Gordian II, 238. Sestertius (Orichalcum, 30 mm, 18.91 g, 1 h), Rome, March-April 238. IMP CAES M ANT GORDIANVS AFR AVG Laureate, draped and cuirassed bust of Gordian II to right, seen from behind. Rev. ROMAE AETERNAE / S C Roma seated left on shield, holding Victory in her right hand and scepter in her left. BMC 23. Cohen 9. RIC 5. Very rare. A superb piece, with very attractive earthen highlights and an absolutely wonderful portrait of fine style. Very minor doubling on the reverse, otherwise, about extremely fine.
From an old Viennese collection, formed in the 1950s and 1960s and in 3rd generation family possession since.

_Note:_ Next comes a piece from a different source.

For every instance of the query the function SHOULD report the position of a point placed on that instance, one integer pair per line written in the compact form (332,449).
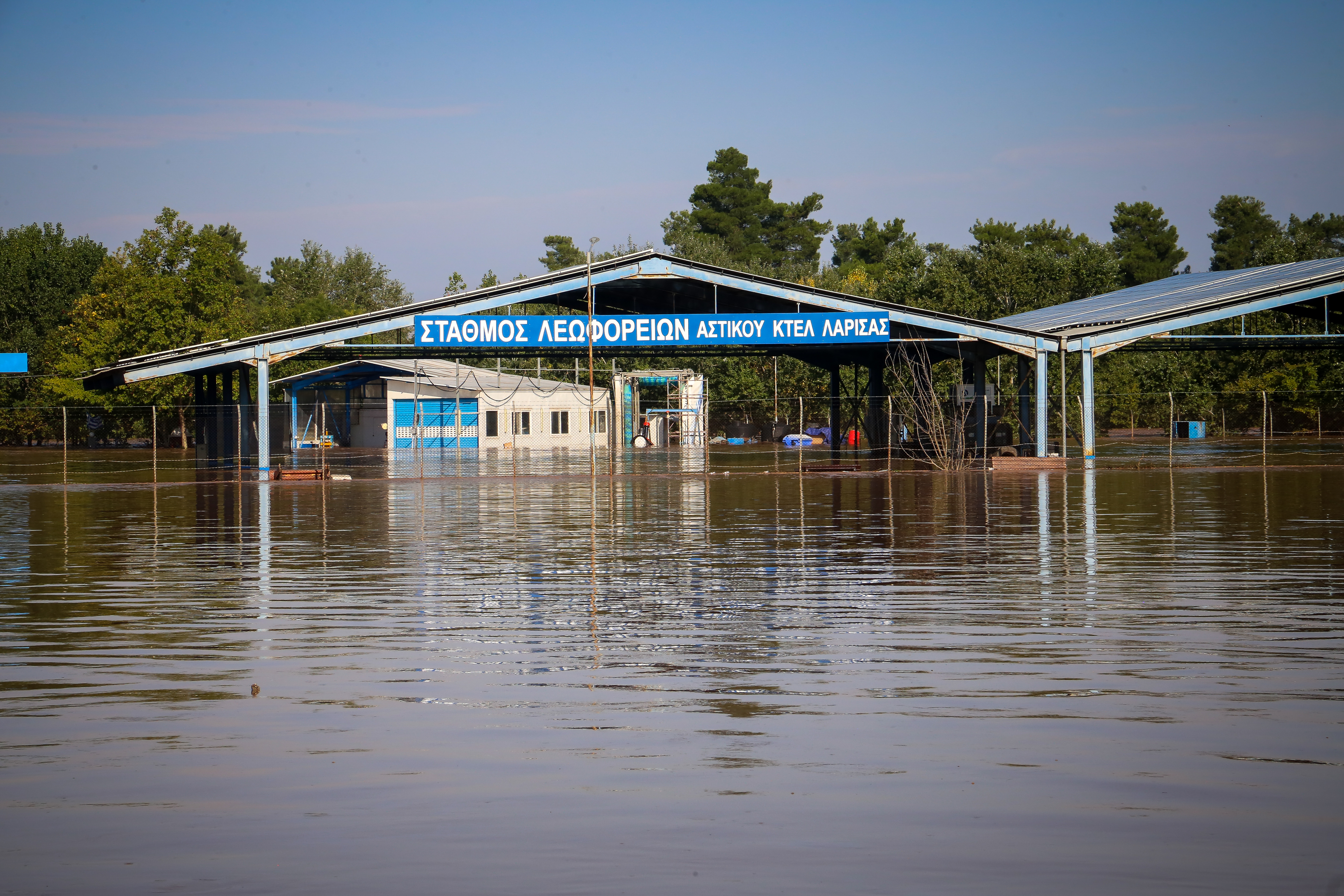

What is especially interesting about the revolt of the Gordiani is the fact that despite the brevity of their rule - they were acknowledged as Augusti in Rome from circa April 1 to 22 - the Rome mint issued a well-designed coinage in their name consisting of very rare but carefully produced aurei, denarii and sestertii. This blends in well with the rarity of Maximinus' last emission in Rome, TR P IIII (struck in silver only after TR P III of the previous year 237 had been issued in denarii, sestertii, dupondii and asses), as it suggests that the revolt of the Gordiani was part of a wider and well-prepared conspiracy that included influential circles in the capital. If this is true, we may assume that the mint of Rome, in anticipation of the regime change, had largely ceased striking coins in the name of Maximinus I in early 238 and instead prepared the drafts and dies for a comprehensive coinage in the name of the Gordiani. When news of the revolt, which occurred in Africa on March 22, 238, reached Rome in early April, the mint immediately started issuing coins for the new Augusti, but their swift and unexpected downfall led to an abrupt end of the emission on April 22, 238, explaining the rarity of their coinage today. Sestertii, in particular, are very hard to find in attractive condition, and the present piece, with its wonderful portrait, is thus a remarkable exception.